Leezie is the reason I shop at the Giant. I stand in her line, with my mother, even though the wait is shorter in the others. I like her voice, her funny way of talking. She has a boyfriend, Freddie, who she lives with in town. She tells everyone, “Freddie, cwazy, that’s for sure, but he wuvs me." Freddie of the Indian burns Freddie. Freddie of the slap you around the room a few times Freddie. You could forgive Leezie anything, even her cartoon voice, because she’d never hurt a soul. Slivered almonds, saltine crackers, ground meat, honey. My mother gives me a rough shove then tries to make it look like she didn't mean it.

Leezie touches our food and I like it. I am staring. "Christ almighty, Mara," my mother spits in a low voice. Leezie's eyes shimmer. They appear darker or lighter depending on the way she turns her head. She never looks at my mother directly. Toilet paper, dill pickles, cake mix, coffee.

A bag of plump plums opens up. My mother never ties the knot tight enough. The purple mounds scatter along the rubber conveyor belt. Leezie tries to gather them in her small hands, her nails bitten but polished, blue and sparkly. She and my mother both reach for the stray one that rolls away. Juice from the fruit runs down their hands like blood. I see the wet, red flesh of the plum and the twisted, wrinkled skin. My mother throws the battered piece of fruit into the plastic bag. I see the shimmer of sweat on her forehead and neck. Leezie grabs the plastic bag, suspends it in midair, spins it, then ties a strong knot as if she were in control and that gesture was evidence.

My mother pays with cash, but doesn’t take her change. Leezie slips the money into the big pocket of her navy blue smock. She greets the next person in line, silently, her heavy eyes looking downward, her cheeks a dusky blush.

In the car my mother lights a cigarette then starts the engine. She rolls the window down and blows a strong stream from the side of her mouth. She stares straight ahead and says that Leezie is as “na├»ve as the day is long. A real dreamer.” Then: “I blame the mother,” she continues, softly, sounding like she might add something else, but decides not to. "Dreams," she says, her voice strangled, thick. I notice the dark hairs on her upper lip, like short dark wires, the one’s that make her look so angry one minute and inconsolably sad the next. Then: "Dreams are for dreamers!" Only she says, "Dweams are for Dweamers!" She snorts. She laughs, small puffs of smoke escaping in brief explosions. She forgets to put a hand up to her mouth to hide the expanse of her grey gums and small brown teeth. She laughs until she cries and wipes away her tears with a clenched, white knuckled fist. I feel an ache begin as delicate as an after thought. My mother raises the cigarette to her lips with a shaky hand and presses the gas pedal. The roar rouses me and I want to go home.

She fumbles for the key to the back door leading into the kitchen. The sun is low but illuminating, casting my mother’s lumpy shadow on the wall. Digging into the shopping bag, she pulls out the plastic bag of plums.
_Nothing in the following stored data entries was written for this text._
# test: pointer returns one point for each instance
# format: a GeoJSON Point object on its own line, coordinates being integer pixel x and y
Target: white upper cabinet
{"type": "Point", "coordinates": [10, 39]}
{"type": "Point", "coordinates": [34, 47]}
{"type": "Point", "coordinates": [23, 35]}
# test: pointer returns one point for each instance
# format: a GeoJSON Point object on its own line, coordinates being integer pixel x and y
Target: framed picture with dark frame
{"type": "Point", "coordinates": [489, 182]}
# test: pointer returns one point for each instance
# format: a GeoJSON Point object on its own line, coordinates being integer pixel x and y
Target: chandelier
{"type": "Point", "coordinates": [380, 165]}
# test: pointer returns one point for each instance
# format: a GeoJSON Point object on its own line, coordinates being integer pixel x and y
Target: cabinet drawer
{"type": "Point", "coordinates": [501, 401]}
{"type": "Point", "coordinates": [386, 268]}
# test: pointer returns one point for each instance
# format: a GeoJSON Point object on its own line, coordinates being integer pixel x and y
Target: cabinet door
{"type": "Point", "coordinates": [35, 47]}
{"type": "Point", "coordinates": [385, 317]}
With a show of righteous and deliberate intent, she presses her foot on the pedal of the trash container and drops the fruit in. She holds the bag high because she knows I am watching and releases all five fingers. She stands still for a few seconds as if trying to decide what to do next. She rubs the back of her neck slowly. Her strong silence is a warning to me. My mother’s most urgent communications are in gestures like these.
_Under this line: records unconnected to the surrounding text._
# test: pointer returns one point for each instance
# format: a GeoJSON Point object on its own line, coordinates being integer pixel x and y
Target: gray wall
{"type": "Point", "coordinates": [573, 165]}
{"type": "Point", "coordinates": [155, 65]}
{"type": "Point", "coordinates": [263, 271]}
I will rescue the plums from the trash. I will take them up to my room. I will lock my door. I will lay the plums on the floor and lie down next to them. Roll them. Touch them. Lick them.
My mother will beat on my door with the flat of her palms. She will kick with her bare feet. Later they will bruise and swell. She will be dramatic. She’ll beg. She’ll cry.

I’ll ignore her for awhile. Later, I will let her put her head in my lap, and I’ll rub her temples in the slow circular motion that she likes, while I think of Leezie the entire time.